Microsoft Typhoon story: “Living off the Land”

The story starts: ‘The attack is carried out by Volt Typhoon, a state-sponsored actor based in China that typically focuses on espionage and information gathering’

The Chinese attacked and stole state department employee email, in this

Politico story about the Chinese hack:

“Among the most sensitive information stolen, the staffer said, were victims’ travel itineraries and diplomatic deliberations. Fletcher also said that 10 Social Security numbers were viewed — or could have been viewed — via the hack.

Beyond State’s walls: The State Department officials said hackers broke into the 10 accounts using a token stolen from a Microsoft engineer and that, in total, 25 entities were impacted by the breach. Both of those figures are consistent with what Microsoft has reported publicly.”

The Hill story about Chinese state sponsored attacks:

{“Instead of infiltrating systems behind the corporate firewall, they are compromising devices on the edge of the network — sometimes firewalls themselves — and targeting software built by companies such as VMware Inc. or Citrix Systems Inc,” the Journal said.

The researchers told the news outlet that the new hacking techniques “represent a new level of ingenuity and sophistication from China.”}

 

 

What about this recent hack: Change healthcare Cyberattack written at AHA.org

“Today’s Health-ISAC bulletin cites information published by cyber intelligence firm RedSense, saying that Change Healthcare, along with other organizations, fell victim to exploitation of the recently announced ConnectWise ScreenConnect vulnerabilities (CVE-2024-1708 and CVE-2024-1709). As the incident is still under investigation, it is not possible to confirm the attack details.
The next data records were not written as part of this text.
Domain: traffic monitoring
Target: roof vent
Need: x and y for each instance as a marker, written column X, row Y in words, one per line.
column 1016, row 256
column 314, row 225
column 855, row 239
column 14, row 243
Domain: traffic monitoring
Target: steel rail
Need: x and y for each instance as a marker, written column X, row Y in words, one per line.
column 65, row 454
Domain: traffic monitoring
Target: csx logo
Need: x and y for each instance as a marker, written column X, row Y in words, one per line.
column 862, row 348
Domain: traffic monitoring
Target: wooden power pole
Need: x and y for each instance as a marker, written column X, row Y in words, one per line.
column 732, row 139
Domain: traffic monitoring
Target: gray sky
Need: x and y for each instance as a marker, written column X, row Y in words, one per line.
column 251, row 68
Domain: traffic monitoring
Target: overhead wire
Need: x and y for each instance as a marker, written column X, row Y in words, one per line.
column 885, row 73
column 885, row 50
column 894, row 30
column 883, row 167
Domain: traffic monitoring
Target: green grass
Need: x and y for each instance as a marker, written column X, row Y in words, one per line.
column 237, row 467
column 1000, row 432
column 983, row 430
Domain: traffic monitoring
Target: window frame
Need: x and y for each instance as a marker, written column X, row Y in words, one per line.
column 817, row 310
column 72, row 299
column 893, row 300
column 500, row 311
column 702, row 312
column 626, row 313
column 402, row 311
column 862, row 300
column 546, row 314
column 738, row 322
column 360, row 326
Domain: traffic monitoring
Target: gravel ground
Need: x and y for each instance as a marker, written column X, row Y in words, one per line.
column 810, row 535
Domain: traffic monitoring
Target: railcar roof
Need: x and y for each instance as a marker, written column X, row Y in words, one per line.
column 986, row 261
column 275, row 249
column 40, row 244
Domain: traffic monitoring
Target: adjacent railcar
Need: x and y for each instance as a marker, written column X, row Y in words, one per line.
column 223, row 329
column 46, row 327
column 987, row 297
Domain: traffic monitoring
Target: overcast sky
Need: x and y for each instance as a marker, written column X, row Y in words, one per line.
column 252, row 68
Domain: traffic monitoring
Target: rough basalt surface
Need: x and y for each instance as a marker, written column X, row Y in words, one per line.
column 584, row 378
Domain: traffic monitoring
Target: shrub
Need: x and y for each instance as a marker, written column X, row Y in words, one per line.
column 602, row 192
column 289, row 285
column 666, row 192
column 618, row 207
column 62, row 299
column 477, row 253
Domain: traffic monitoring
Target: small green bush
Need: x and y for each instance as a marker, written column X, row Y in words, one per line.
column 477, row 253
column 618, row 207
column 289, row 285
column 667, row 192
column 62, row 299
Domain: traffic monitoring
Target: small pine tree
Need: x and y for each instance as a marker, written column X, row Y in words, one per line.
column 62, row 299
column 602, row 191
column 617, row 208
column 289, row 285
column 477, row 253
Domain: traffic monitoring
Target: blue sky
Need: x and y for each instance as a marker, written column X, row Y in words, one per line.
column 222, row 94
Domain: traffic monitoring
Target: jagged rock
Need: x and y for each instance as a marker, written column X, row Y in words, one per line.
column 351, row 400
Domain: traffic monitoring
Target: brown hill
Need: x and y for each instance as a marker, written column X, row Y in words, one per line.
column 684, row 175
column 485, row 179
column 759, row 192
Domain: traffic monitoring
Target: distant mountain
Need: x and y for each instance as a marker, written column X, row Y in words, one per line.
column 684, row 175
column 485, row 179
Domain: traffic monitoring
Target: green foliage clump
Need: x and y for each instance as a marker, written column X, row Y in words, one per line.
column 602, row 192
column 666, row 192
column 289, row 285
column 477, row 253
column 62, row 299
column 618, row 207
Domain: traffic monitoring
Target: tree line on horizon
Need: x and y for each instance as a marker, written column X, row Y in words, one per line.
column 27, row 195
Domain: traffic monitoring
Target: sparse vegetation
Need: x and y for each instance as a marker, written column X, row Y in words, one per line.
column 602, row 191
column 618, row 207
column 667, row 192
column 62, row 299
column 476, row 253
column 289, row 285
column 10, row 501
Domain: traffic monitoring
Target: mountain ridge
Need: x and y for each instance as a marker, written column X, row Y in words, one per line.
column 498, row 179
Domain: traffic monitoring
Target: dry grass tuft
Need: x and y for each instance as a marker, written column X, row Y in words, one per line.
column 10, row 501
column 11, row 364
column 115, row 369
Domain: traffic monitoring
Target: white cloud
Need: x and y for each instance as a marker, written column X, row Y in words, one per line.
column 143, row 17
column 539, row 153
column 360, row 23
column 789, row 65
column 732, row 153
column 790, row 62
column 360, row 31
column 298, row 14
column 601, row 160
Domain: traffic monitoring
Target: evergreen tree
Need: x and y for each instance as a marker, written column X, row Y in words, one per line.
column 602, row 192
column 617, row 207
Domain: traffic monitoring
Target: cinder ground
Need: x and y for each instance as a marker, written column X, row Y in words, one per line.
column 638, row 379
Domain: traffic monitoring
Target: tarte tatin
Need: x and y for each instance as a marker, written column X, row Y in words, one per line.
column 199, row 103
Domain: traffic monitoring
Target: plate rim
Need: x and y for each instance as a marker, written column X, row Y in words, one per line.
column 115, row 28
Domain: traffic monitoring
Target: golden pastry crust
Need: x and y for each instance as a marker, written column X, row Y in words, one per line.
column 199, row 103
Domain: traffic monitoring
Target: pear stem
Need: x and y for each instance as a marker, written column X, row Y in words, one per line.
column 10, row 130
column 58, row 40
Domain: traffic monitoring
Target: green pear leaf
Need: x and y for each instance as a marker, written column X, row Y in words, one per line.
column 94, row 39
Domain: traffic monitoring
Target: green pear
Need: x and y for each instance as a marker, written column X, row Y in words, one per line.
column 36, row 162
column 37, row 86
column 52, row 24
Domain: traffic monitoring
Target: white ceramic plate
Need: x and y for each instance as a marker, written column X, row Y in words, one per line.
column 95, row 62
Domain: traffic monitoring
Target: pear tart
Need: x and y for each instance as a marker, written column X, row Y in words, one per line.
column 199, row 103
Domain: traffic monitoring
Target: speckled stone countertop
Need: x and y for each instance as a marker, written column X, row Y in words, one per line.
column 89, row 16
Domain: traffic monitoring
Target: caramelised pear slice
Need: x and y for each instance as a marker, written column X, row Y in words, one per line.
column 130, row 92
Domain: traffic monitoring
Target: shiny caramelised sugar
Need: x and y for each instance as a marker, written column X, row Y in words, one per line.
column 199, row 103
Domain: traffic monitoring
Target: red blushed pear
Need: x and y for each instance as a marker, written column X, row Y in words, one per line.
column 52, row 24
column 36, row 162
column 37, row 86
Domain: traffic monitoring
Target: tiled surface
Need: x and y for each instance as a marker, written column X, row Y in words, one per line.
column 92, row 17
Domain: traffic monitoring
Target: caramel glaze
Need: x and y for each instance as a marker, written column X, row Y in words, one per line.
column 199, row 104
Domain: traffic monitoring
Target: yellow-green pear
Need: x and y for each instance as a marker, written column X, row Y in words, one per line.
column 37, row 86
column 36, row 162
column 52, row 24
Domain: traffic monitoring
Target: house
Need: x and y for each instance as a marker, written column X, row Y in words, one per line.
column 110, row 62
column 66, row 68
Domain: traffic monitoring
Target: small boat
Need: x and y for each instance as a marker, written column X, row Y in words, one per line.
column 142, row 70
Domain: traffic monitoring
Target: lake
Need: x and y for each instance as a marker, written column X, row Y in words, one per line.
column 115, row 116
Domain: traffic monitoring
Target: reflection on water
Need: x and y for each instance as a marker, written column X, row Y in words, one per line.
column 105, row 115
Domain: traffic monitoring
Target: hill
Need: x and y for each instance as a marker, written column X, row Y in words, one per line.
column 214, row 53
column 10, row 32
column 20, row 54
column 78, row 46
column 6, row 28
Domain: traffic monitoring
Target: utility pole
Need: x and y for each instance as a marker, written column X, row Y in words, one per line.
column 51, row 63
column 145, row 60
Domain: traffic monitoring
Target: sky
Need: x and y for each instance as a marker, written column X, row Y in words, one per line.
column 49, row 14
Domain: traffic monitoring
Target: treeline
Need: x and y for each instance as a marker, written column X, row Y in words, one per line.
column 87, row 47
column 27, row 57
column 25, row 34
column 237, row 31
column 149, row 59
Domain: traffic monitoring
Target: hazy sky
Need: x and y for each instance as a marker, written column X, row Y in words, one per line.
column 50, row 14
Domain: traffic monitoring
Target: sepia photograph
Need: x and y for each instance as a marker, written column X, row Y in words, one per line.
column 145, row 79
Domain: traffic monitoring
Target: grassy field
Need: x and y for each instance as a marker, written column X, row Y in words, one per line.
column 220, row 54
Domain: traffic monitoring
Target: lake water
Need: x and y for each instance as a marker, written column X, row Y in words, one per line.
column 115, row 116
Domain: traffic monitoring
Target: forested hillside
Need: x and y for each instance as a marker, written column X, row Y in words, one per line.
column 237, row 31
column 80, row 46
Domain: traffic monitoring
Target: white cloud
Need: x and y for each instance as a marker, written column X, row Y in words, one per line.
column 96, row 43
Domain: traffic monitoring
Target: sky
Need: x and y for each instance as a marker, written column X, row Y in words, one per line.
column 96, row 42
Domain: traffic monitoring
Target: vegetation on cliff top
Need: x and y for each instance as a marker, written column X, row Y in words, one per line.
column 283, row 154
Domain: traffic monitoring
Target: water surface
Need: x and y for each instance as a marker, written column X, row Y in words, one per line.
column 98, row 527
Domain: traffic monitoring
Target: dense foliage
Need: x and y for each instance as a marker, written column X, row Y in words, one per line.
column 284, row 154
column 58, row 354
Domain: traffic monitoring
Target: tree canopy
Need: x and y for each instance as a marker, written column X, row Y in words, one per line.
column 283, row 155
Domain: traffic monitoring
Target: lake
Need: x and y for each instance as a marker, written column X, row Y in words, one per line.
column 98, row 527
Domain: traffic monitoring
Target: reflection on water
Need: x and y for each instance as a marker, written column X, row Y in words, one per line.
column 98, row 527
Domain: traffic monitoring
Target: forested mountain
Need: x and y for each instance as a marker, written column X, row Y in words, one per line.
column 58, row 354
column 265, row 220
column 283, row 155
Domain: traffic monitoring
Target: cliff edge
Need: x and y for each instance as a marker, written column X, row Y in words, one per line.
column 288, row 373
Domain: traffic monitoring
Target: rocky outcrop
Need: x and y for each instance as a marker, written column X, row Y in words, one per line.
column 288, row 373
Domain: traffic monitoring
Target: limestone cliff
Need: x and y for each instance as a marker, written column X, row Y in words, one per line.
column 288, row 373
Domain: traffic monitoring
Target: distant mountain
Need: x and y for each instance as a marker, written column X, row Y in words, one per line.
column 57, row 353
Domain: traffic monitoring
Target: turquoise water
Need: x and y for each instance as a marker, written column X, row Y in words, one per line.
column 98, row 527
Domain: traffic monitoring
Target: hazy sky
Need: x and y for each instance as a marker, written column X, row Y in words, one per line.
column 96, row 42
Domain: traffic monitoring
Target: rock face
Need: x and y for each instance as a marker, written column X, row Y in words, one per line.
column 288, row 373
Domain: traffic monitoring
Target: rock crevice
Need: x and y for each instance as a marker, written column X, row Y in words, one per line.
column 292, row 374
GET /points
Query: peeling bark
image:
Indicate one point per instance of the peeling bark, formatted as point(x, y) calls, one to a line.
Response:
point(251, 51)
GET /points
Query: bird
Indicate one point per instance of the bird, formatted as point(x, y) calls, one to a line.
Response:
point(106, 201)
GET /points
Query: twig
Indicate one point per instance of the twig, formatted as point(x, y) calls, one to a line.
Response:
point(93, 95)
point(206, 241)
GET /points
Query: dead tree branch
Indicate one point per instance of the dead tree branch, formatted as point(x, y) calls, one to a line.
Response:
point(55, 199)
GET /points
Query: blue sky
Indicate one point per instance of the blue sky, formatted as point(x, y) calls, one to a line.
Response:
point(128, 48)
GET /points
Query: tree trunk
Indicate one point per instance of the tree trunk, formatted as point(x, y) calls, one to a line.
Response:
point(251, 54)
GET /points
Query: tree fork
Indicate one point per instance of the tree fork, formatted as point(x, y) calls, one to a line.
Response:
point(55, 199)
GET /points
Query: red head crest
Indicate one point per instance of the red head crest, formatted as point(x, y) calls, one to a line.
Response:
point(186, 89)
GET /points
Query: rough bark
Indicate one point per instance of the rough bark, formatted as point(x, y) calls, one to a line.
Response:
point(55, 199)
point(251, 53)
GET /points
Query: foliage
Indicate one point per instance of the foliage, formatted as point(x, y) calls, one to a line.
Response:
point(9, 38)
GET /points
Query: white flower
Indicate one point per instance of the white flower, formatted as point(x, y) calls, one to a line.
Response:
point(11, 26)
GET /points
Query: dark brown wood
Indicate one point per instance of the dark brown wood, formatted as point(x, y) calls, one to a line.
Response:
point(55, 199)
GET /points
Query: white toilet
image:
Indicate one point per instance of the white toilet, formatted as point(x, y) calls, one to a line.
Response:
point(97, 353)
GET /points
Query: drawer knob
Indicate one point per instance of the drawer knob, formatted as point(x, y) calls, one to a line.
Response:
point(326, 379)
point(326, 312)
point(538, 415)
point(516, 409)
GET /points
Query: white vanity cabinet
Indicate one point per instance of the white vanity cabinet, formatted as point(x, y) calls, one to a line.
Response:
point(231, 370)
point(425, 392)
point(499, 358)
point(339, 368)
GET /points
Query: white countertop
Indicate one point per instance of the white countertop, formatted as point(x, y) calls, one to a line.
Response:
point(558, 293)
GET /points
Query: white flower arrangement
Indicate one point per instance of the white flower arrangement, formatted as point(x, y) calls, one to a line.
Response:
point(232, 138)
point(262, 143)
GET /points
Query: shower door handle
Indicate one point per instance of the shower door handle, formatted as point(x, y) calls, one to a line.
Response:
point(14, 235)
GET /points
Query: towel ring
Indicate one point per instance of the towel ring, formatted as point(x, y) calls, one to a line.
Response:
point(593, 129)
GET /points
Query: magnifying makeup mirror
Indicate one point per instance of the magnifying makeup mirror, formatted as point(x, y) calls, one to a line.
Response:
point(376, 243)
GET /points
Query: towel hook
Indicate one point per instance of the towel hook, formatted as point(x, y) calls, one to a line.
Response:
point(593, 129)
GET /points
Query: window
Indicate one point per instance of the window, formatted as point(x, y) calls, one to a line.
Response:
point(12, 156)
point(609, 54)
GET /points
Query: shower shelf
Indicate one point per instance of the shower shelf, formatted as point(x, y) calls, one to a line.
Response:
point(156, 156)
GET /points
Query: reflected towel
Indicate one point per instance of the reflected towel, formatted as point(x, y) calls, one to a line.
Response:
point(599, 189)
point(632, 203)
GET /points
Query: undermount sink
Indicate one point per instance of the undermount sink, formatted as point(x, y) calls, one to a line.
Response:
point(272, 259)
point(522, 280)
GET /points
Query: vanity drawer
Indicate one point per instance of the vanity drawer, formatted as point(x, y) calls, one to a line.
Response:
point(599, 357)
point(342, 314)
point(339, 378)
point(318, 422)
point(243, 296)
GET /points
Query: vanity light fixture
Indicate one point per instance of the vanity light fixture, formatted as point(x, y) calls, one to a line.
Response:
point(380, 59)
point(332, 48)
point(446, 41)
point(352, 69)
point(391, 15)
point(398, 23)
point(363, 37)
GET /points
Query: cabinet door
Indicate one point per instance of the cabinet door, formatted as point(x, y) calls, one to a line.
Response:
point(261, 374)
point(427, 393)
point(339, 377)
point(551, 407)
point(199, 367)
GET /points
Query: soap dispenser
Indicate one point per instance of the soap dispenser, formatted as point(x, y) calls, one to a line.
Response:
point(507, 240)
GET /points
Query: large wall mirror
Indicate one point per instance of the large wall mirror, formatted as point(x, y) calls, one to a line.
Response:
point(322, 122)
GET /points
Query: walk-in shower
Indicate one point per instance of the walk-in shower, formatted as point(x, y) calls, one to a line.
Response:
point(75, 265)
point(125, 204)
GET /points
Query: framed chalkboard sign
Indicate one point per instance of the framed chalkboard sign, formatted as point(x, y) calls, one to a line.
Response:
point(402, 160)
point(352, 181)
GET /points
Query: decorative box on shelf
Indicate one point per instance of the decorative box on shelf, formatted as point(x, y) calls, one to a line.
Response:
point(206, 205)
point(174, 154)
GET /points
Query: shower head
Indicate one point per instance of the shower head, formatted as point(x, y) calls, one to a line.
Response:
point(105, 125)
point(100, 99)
Regardless of what happened at Change Healthcare, RedSense anticipates more organizations will be compromised as the ScreenConnect exploit is apparently fairly trivial to execute. If your organization has ConnectWise ScreenConnect in your environment, please review the following indicators and recommendations contained below in red(italicized in this post) from the Health-ISAC bulletin:

“Atomic IOCs, traffic to/from these could indicate compromise-

  • 155.133.5[.]15
  • 155.133.5[.]14
  • 118.69.65[.]60
  • 118.69.65[.]61
  • 207.148.120[.]105
  • 192.210.232[.]93
  • 159.203.191[].1

Additional IOCs, these could indicate compromise as well

  • presence of User.xml in the Windows ScreenConnect path (this file generally equates to an owned server, recommend to isolate endpoint, inspect this file and look for RCE)
  • Examine this file on the server hosting connectwise/screen connect: C:\Program Files (x86)\ScreenConnect\App_Data\User.xml

Evaluate the “<name>” field along with the “<CreationDate>” field.  If a user was recently created, review their <roles> field.  If the role is ‘admin’ related, you probably have been compromised.

  • The attack chain bypasses 2-factor authentication via brute force before executing local commands.  The threat actors initially create an account called ‘cloudadmin’. The ‘cloudadmin’ account then creates a ‘test@2021’ user. The ‘test@2021’ user pings google.com.  Next, the threat actors attempt to establish a connection over HTTPS to transfer[.]sh, a web-based file-sharing service, most likely using the command line.”

 

And finally the newest story (2/29/24)

Hacker News new story: Chinese Hackers Exploiting Ivanti VPN to install new Malware

This is the most interesting point in story:

“At least two different suspected China-linked cyber espionage clusters, tracked as UNC5325 and UNC3886, have been attributed to the exploitation of security flaws in Ivanti Connect Secure VPN appliances.

‘UNC3886 has primarily targeted the defense industrial base, technology, and telecommunication organizations located in the U.S. and [Asia-Pacific] regions,’Mandiant researchers said ”

 

As usual the targets are defense industrial and technology companies. Anyone that has anything of value or not is a possible target… It is high time we spend more intelligent resources defending our infrastructures – such as I suggest in my book.

It is interesting to point out that “living off the land” is what is most likely happening – sort of like attacking the weak link, and then looking through the address book to see who this person knows. Have you heard of the 6 degrees of separation can connect you with anyone in the world?  Thus maybe your machine may not have anything of value for the hackers, but you may know someone who knows someone that is important… And it is nice to have a compromised computer in USA that will have access to stuff that can connect to other USA computers. My wordfence software denies a direct connection from China to my site, but if the hacker attacked a computer in the USA then they can access my site anyway.

Thus it is high time we spent a little time to harden our computers even if we think there is nothing of value on it.